Every single day there was a problem…drug not delivered on time (setting up a reaction b/c too far away from dose of benadryl), unable to obtain an accurate trough level (usually hours off schedule, sometimes due to centralized phlebotomy showing up whenever, sometimes because the med wasn’t delivered on time), and changes made to premedication doses (b/c my daughter was not sure if reactions were due to med given late vs inadequate premedication) and vancomycin dosing (is that level really too high, or simply b/c level wasn’t drawn at the right time and/or because the doses were so off schedule).
So the hospital stay will end up costing over $50,000 instead of what should have cost under $10,000.
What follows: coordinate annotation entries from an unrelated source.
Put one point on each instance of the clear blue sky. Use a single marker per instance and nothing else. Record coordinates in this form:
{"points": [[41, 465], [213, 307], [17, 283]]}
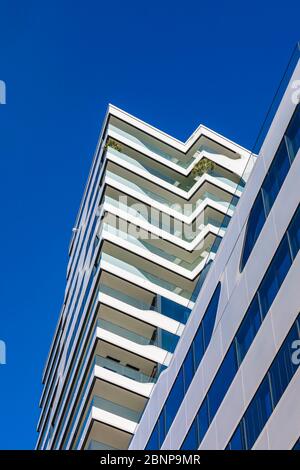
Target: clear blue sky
{"points": [[173, 64]]}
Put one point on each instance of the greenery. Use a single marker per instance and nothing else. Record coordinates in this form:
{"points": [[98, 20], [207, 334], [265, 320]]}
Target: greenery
{"points": [[113, 144], [203, 166]]}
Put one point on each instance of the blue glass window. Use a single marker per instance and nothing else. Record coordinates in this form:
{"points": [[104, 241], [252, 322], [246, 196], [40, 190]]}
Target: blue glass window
{"points": [[248, 329], [209, 318], [258, 412], [237, 440], [271, 186], [275, 176], [153, 443], [198, 346], [175, 399], [255, 224], [275, 276], [222, 381], [188, 368], [293, 134], [294, 233], [191, 440], [203, 420], [269, 392], [283, 368], [297, 445]]}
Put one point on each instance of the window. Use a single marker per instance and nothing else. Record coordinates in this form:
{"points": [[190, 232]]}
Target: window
{"points": [[294, 234], [209, 318], [283, 368], [189, 368], [189, 365], [268, 394], [203, 420], [293, 134], [191, 440], [258, 412], [254, 226], [248, 329], [275, 176], [237, 441], [282, 371], [198, 346], [271, 186], [275, 276], [153, 443], [175, 398], [222, 381]]}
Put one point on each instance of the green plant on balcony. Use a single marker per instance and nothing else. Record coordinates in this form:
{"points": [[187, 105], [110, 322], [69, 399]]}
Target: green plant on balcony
{"points": [[113, 144], [203, 166]]}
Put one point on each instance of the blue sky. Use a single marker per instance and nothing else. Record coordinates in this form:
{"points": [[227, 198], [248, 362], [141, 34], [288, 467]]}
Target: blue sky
{"points": [[172, 64]]}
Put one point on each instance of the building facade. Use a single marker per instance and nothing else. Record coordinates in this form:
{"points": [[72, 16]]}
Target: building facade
{"points": [[151, 219], [234, 381]]}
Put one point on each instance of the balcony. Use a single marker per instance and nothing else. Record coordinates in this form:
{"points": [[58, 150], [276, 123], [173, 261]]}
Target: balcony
{"points": [[125, 371], [161, 338]]}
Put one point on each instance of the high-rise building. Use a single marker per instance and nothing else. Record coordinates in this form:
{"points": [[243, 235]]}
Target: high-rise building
{"points": [[151, 219], [234, 379]]}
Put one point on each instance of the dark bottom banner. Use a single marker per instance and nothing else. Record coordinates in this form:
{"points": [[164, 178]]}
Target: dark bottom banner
{"points": [[134, 459]]}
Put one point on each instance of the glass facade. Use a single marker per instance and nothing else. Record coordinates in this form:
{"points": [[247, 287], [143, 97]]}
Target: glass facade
{"points": [[186, 373], [264, 297], [268, 394], [271, 186]]}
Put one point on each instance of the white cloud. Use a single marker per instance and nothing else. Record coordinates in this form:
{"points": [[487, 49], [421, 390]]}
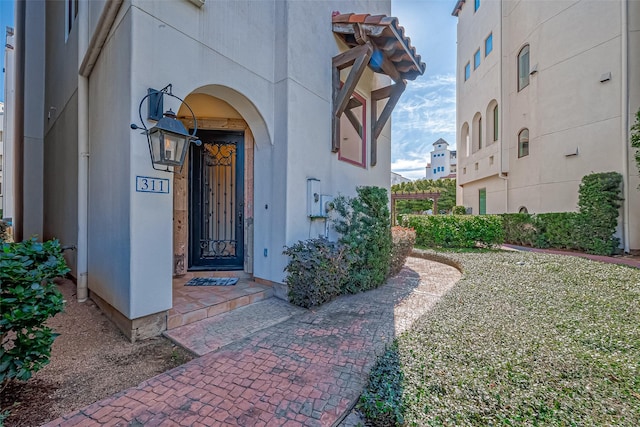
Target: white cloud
{"points": [[425, 113]]}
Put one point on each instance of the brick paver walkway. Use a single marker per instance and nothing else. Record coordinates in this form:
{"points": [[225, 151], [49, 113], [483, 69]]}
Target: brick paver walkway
{"points": [[306, 371]]}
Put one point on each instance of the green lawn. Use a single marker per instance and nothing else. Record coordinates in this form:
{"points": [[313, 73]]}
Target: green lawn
{"points": [[525, 339]]}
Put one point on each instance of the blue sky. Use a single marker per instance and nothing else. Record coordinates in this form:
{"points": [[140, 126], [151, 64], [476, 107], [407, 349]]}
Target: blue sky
{"points": [[427, 109], [6, 20]]}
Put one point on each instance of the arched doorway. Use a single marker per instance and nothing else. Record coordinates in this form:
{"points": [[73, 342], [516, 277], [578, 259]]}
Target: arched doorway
{"points": [[213, 196]]}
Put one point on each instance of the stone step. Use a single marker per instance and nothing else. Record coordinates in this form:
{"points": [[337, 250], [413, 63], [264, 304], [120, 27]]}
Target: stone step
{"points": [[176, 319], [210, 334]]}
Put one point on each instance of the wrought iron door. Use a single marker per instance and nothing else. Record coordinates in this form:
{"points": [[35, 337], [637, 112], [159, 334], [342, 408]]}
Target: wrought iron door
{"points": [[216, 232]]}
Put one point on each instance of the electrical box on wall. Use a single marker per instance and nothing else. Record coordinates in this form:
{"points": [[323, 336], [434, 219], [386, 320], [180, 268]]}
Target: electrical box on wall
{"points": [[314, 207], [318, 205], [327, 204]]}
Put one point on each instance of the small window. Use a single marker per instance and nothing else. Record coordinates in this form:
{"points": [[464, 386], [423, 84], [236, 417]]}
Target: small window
{"points": [[523, 68], [523, 143], [71, 13], [488, 45], [482, 195], [495, 123]]}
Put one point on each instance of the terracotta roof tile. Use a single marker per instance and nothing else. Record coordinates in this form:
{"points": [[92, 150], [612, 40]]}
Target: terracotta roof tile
{"points": [[387, 35]]}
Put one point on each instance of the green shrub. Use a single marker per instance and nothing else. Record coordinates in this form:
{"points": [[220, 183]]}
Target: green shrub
{"points": [[381, 400], [456, 231], [364, 225], [520, 229], [28, 298], [4, 231], [599, 201], [557, 230], [317, 270], [459, 210], [635, 140], [403, 240]]}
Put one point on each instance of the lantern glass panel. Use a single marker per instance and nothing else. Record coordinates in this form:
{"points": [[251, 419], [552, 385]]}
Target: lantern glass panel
{"points": [[171, 149]]}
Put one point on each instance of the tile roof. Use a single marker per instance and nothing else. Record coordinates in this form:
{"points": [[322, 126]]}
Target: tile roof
{"points": [[386, 35], [458, 7]]}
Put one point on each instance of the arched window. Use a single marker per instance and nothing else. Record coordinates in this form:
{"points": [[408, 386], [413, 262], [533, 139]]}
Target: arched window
{"points": [[523, 143], [492, 122], [523, 68], [495, 122], [476, 130], [464, 139]]}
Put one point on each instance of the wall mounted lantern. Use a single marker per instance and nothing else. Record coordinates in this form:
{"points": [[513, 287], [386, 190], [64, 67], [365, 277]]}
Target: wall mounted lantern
{"points": [[168, 139]]}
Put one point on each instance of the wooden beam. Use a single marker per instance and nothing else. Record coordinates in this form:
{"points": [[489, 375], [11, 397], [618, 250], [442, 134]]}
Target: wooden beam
{"points": [[390, 69], [392, 92], [382, 93], [346, 59], [354, 121], [397, 91], [344, 94]]}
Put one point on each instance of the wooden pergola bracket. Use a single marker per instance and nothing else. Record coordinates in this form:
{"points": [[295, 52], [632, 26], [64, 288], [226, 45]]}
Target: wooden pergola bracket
{"points": [[393, 92], [357, 58]]}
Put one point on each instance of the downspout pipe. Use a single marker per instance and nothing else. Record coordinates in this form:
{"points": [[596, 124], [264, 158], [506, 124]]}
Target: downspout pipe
{"points": [[501, 173], [624, 123], [88, 53], [83, 159]]}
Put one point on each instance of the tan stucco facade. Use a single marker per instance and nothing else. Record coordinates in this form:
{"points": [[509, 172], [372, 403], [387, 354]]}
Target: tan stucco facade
{"points": [[578, 104]]}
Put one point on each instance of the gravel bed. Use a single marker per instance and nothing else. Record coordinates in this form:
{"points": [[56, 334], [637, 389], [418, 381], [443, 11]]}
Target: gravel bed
{"points": [[527, 339]]}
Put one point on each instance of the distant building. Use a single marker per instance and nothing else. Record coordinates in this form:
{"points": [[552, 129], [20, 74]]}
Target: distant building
{"points": [[396, 178], [444, 162], [546, 93]]}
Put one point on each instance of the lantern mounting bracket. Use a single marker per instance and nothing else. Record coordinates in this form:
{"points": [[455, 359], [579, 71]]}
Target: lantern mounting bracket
{"points": [[170, 156]]}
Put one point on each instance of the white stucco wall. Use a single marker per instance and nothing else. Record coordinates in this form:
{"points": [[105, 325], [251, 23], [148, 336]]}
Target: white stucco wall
{"points": [[110, 185], [269, 60], [566, 107], [60, 198], [32, 173]]}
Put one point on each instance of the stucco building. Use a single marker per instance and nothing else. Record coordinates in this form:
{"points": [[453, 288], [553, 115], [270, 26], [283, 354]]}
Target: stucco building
{"points": [[546, 94], [444, 162], [291, 101]]}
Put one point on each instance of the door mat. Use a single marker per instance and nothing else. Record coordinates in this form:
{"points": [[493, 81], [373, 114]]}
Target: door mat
{"points": [[212, 281]]}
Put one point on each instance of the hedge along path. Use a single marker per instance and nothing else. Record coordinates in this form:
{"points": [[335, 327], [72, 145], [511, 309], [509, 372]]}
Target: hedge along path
{"points": [[307, 371]]}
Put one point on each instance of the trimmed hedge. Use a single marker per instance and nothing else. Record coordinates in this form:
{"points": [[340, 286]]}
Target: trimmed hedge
{"points": [[402, 243], [590, 230], [317, 271], [557, 230], [363, 223], [456, 231]]}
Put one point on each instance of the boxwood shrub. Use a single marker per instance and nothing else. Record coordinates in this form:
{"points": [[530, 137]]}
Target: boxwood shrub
{"points": [[456, 231], [403, 240], [317, 271]]}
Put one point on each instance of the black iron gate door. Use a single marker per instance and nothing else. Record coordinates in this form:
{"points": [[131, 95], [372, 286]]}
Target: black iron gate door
{"points": [[216, 193]]}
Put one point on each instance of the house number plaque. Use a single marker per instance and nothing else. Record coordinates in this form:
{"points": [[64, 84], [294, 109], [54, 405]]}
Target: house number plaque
{"points": [[147, 184]]}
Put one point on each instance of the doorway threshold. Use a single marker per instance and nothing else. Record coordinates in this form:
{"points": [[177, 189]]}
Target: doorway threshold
{"points": [[194, 303]]}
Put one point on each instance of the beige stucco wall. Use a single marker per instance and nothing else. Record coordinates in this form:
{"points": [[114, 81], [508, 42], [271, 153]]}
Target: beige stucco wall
{"points": [[566, 107]]}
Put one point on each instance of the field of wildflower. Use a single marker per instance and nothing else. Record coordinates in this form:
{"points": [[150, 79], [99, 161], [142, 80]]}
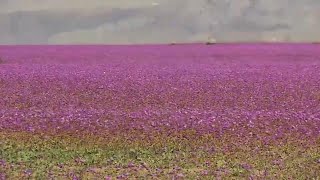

Not to mention the suffering my daughter endured that doesn’t even get mentioned…multiple unnecessary sticks and reactions, and 7 extra days of her life spent trapped in a hospital room. Past hospitalizations would have included nosocomial infection, but we’ve learned the hard way that we have to be major pain in the asses and request gowns/gloves and own equipment (BP cuff, pulse ox, stethoscope), much to the annoyance of some of the staff. Sorry to those who do wash their hands and clean equipment between pts; if you could get all of your co-workers to do the same, we wouldn’t have these special requests. And believe it or not, I have no doubt these extra requests save money in the long run. C. diff would have extended the stay and treatment regimen.
Yes, Terri, your story demonstrates that “simply socializing” is not the main solution. If a system stinks, it doesn’t matter who is paying for it, the system has to change.
I have long felt that managing medical information is more important than cost – as the incredibly bad communication results in an incredible amount of cost. Build a system that actually knows what it is doing and does what it should, and you’d save a whole lot. Your daughter sadly paid the price for the non-system we have.
I don’t know what I think about a single payer system. It just seems we change from greedy people running healthcare to bureaucrats doing it. Government and politicians can help us come to a solution, but they are not themselves the solution.